Lo había contratado el fallecido José Posada, entonces dirigente de la asociación empresarial. «Negar que en el primer momento suscitó recelos mi presencia, sobre todo dentro del propio polígono, sería absurdo. Pronto empecé a percibir, sin embargo, una clara corriente de simpatía y reconocimiento a mi trabajo», dice Rivera, genio y figura, a quien el fútbol había dado ya entonces una creciente popularidad. De aquella etapa de su vida recuerda especialmente las cinco temporadas en las que, de forma habitual, acompañaba como juez de línea al árbitro Raúl García de Loza. Era la época de los Gordillo, Schuster, o Hugo Sánchez. Se confiesa colchonero, pero ello no le impedía, según aclara, «actuar con total imparcialidad e independencia». Siempre con la ley y la norma por delante, añade.
En el polígono fue distinto. La autoridad la llevaba puesta. El uniforme le daba un aire distinto. No vestía pantalones cortos. Y poco a poco se fue haciendo con la situación. Su experiencia era el fútbol. Cuando le plantearon la posibilidad de hacerse cargo de la vigilancia de la primera zona industrial de la provincial, le advirtieron que debería hacer los cursos que necesitara para poder actuar dentro de la legalidad. Hizo lo exigido. En un primer momento se empleó a título particular. Posteriormente, se integró como empleado en Securitas, una de las firmas principales del sector de la seguridad privada. Allí se jubiló después de treinta años de actividad.

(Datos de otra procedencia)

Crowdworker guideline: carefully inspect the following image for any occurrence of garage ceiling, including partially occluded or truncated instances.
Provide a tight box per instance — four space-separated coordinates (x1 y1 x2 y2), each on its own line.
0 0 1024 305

Disparos no llegó a haber durante aquellos años, pero alguna que otra situación de riesgo le toco vivir. De todas salió indemne. Pasa de puntillas sobre la actividad propiamente dicha, aunque resalta que, sobre todo en los primeros años, trabajo no faltaba. «Había mucho que limpiar», recuerda. Hizo lo que debía. «En coche, o a pie, todos los días iba de aquí para allá para controlar todas las zonas oscuras del polígono. Ver las calles limpias era lo que me daba tranquilidad», dice Rivera, que hubo de lidiar con la entrada de las primeras bandas de delincuentes procedentes de países del este europeo, cuya presencia era más difícil de camuflar en un entorno distinto al que encontró, del que habían desaparecido los coches hasta su llegada habituales, ocupados, sin luces y aparcados a deshora en las zonas peor iluminadas.
Entre 1980 y el 2010 cambió totalmente el escenario. Y el papel de la seguridad privada. Él, en cualquier caso, supo mantener en todo momento una excelente relación con las fuerzas de seguridad, igual en los primeros momentos, cuando la seguridad privada era casi una anécdota, una actividad que apenas pasaba de la custodia de los furgones blindados de transporte de dinero o de explosivos, como más recientemente, con un crecimiento espectacular y una normativa que cada día concede más competencias a este sector e impone más obligaciones a las empresas.